Zerzan: Right now, in the aftermath of this stuff, I've been told by many people that for several days in a row some of these local places like Keystone Cafe and Out of the Fog, you know, these are coffee houses, the straightest looking, fed looking people would come in, look at everybody, practically like with a neon sign going, "We're not from here, we're just here to scope it out." Nobody went up and asked them, and they probably wouldn't have got a straight answer from them anyway, but there was a whole bunch of that. And now one explanation is simply, they want people to know, they want to scare people, they want to make people clam up and be less willing to have public meetings and all the rest.
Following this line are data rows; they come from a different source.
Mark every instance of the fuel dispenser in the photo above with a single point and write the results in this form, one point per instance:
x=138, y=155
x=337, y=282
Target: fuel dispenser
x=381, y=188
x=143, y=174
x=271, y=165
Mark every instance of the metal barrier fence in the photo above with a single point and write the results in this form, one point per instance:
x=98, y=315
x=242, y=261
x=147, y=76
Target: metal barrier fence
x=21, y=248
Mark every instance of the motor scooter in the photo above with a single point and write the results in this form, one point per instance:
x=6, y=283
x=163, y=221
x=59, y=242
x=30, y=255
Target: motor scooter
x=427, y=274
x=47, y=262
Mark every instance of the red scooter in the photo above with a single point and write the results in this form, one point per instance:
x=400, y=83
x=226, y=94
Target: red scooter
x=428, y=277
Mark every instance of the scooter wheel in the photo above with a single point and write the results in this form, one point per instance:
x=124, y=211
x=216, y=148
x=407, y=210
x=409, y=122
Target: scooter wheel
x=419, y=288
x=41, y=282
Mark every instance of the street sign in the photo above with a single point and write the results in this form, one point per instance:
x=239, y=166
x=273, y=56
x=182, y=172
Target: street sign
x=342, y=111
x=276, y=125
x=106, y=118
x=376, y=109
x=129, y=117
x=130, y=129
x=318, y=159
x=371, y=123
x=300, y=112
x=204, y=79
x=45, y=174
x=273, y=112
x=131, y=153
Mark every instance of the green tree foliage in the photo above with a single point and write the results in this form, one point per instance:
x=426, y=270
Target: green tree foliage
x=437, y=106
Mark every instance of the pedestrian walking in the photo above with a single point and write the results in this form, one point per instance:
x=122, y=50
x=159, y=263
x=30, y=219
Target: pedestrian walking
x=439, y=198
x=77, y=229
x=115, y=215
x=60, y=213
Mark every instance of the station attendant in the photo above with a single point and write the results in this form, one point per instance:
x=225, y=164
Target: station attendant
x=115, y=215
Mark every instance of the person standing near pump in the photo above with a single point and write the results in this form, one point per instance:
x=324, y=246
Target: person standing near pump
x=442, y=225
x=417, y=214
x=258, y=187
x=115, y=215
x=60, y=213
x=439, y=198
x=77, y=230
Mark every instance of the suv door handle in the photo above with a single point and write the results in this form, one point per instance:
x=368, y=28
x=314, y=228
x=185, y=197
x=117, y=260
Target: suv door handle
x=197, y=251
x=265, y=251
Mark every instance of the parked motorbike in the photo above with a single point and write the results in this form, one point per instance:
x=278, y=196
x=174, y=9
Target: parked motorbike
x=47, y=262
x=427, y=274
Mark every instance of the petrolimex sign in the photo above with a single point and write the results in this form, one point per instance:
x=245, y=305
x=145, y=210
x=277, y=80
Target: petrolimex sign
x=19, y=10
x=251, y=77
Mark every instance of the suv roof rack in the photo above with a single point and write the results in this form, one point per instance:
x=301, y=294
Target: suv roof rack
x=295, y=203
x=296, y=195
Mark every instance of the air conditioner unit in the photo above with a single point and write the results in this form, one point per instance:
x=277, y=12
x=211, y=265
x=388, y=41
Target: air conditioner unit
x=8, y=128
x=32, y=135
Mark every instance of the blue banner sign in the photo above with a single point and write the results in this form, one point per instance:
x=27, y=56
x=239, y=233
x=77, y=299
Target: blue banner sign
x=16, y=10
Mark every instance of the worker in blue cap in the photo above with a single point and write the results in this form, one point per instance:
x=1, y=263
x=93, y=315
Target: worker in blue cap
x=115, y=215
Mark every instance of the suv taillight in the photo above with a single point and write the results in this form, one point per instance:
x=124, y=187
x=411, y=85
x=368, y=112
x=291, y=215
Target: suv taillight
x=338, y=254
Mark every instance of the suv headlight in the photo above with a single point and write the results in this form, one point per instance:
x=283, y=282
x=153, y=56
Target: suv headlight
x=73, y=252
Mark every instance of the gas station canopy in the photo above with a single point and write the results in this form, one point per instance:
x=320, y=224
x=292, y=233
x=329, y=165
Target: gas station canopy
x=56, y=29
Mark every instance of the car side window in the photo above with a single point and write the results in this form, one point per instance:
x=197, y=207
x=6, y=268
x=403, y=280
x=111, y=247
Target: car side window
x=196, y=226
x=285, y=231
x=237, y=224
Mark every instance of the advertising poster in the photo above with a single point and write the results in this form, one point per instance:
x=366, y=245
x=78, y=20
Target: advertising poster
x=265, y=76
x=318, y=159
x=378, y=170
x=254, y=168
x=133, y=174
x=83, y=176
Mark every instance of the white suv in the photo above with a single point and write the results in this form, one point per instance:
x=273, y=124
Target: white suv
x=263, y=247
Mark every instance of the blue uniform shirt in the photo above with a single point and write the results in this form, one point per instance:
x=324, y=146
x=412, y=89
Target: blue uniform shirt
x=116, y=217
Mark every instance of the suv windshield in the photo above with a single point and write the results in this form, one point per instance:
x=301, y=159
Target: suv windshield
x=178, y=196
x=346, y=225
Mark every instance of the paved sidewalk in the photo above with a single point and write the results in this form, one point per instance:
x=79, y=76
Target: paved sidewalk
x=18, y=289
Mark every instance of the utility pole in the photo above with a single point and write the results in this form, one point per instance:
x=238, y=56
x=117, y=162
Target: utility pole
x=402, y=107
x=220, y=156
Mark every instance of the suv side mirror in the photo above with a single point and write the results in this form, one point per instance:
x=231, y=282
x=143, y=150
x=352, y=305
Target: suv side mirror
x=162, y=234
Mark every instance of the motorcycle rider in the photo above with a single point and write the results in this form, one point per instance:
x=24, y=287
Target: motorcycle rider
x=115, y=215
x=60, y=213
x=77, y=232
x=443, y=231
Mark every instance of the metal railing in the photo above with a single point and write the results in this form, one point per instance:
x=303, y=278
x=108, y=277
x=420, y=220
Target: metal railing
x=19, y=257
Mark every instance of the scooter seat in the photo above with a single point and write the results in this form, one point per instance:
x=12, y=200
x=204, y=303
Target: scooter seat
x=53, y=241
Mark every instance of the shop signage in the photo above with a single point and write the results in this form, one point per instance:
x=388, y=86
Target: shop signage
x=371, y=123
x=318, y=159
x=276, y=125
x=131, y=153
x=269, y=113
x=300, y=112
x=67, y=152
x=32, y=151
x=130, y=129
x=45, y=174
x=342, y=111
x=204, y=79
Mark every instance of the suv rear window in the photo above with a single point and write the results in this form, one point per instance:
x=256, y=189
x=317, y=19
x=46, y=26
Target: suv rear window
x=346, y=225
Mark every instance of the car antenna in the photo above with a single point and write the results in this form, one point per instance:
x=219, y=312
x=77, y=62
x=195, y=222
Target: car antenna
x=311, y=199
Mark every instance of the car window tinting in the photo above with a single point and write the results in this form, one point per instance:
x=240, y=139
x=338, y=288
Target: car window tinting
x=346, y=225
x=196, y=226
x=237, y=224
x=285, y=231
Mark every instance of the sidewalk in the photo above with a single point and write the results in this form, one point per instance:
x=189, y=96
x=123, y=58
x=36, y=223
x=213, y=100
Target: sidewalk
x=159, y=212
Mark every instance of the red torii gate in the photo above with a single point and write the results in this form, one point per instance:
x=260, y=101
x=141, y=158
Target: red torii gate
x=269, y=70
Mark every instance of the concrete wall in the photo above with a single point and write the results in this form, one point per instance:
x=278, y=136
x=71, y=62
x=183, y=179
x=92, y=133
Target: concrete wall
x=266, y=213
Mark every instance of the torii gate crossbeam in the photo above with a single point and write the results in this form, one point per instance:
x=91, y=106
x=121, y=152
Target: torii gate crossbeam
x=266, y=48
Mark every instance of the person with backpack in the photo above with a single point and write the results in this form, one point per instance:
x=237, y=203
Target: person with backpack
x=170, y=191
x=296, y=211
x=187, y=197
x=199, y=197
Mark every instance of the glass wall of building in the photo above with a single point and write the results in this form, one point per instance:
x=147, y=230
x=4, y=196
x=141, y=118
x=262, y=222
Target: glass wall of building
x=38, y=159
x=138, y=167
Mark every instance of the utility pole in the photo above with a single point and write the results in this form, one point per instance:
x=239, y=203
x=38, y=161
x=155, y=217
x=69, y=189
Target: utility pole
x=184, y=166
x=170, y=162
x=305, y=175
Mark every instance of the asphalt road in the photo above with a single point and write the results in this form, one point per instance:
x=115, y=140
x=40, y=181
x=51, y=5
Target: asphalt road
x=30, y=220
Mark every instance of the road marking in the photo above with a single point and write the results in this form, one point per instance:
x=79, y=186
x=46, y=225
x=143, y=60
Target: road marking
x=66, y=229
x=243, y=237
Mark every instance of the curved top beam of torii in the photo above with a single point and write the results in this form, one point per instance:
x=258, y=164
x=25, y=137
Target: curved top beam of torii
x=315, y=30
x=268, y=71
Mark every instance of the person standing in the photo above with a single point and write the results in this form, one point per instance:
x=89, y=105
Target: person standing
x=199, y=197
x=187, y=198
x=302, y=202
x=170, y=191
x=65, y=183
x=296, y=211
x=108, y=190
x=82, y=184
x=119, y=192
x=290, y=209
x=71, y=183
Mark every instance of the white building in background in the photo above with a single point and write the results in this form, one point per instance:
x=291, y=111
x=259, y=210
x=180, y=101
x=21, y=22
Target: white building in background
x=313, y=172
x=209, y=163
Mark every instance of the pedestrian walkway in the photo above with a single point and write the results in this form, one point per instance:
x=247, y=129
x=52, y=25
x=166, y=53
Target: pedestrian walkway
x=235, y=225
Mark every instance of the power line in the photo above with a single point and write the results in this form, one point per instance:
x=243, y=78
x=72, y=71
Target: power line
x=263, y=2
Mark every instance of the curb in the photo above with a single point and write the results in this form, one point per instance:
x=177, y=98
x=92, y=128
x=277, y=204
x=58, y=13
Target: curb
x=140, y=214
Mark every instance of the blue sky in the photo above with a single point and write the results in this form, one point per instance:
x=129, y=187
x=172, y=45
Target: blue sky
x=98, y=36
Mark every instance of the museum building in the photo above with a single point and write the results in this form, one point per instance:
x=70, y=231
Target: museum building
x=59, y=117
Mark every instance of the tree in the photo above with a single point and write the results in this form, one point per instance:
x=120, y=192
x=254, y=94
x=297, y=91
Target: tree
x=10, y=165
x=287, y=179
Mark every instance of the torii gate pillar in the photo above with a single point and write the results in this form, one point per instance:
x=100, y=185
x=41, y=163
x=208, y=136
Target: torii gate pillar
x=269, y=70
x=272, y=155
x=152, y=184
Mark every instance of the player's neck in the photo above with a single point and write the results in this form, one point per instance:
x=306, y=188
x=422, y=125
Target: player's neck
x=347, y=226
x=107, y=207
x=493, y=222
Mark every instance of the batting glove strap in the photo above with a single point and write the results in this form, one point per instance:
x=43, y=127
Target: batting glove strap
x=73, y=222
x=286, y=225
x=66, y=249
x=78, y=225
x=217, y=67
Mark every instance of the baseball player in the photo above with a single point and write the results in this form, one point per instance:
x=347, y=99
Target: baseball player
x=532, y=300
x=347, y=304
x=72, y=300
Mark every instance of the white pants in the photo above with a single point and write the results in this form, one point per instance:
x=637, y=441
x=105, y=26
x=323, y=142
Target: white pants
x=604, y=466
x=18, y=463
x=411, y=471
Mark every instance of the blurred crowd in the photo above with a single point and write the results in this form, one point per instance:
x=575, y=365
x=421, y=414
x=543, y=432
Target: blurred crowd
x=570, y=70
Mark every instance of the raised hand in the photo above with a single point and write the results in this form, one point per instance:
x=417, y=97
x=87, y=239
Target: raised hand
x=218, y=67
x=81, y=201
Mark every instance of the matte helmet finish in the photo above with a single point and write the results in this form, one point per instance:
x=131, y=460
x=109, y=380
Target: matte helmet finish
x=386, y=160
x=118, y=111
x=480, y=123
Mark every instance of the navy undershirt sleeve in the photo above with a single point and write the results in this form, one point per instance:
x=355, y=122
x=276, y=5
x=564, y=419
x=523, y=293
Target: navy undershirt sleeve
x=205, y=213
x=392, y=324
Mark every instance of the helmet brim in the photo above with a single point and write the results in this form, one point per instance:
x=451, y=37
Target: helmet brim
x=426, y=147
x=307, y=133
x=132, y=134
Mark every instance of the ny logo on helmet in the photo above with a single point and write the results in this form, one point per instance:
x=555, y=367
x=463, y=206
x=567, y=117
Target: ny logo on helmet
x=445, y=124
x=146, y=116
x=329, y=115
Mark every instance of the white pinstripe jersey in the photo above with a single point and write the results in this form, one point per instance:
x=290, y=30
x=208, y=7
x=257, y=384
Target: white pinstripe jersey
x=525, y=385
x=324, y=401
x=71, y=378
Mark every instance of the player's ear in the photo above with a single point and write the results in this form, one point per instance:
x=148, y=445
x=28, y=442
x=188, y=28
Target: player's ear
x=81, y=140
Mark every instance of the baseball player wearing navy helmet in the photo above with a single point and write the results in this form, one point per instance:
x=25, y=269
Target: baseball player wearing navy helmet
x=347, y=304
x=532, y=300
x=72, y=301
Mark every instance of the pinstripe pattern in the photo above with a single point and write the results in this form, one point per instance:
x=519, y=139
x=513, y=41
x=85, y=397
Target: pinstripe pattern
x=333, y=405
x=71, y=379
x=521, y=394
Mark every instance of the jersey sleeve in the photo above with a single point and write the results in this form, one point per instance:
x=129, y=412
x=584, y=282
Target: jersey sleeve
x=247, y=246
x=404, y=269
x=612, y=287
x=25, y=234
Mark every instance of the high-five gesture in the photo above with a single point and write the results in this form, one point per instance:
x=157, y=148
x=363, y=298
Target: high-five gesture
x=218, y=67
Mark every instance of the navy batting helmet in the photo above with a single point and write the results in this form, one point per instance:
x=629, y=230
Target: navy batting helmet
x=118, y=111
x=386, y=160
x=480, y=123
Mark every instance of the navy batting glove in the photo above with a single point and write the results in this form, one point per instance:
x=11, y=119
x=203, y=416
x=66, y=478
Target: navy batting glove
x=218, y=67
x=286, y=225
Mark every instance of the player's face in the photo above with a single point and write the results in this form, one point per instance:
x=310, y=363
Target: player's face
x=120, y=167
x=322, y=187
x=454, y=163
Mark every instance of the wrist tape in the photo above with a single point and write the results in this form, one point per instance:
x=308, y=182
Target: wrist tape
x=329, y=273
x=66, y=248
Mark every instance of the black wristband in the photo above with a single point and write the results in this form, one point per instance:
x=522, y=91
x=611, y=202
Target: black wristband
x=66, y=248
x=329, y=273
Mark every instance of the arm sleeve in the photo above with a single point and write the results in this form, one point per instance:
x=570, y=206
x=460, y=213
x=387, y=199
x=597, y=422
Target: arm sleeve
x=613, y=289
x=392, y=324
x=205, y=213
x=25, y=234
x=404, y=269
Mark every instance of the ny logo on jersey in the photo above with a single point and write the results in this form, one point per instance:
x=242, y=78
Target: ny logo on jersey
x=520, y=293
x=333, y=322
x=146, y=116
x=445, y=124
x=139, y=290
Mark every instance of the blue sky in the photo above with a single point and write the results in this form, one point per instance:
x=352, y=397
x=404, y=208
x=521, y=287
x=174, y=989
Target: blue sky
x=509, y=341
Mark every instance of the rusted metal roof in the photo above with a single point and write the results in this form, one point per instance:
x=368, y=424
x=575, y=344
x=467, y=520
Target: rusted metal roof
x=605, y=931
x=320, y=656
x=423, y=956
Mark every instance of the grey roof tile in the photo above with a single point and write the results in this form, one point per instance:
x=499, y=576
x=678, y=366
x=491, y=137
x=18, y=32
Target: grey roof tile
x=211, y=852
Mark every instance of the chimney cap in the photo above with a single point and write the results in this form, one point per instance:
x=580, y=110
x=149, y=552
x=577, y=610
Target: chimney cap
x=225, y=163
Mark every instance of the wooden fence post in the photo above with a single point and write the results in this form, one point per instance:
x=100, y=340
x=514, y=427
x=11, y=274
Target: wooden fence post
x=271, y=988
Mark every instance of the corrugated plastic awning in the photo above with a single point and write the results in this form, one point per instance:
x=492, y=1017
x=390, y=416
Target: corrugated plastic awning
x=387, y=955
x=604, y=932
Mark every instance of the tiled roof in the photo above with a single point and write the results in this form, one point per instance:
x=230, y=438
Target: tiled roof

That serves a function to. Either that or these are the tactics of the people they have, their level of skill. I don't know which it is.

 

Redden: Do you worry about a federal grand jury trying to indict people on incitement charges or things of that nature, because what happened?

Zerzan: Well, I've heard that. I've heard that floating around and references to Janet Reno saying something in passing about a possible federal grand jury. I mean, I'm worried about it. I don't put any particular stock in it, as if I know something, as if I know anything, but, yeah, that's a possibility. It's worrisome. I don't know what that would be, or how that would play out. It doesn't fill me with joy. But what are you going to do?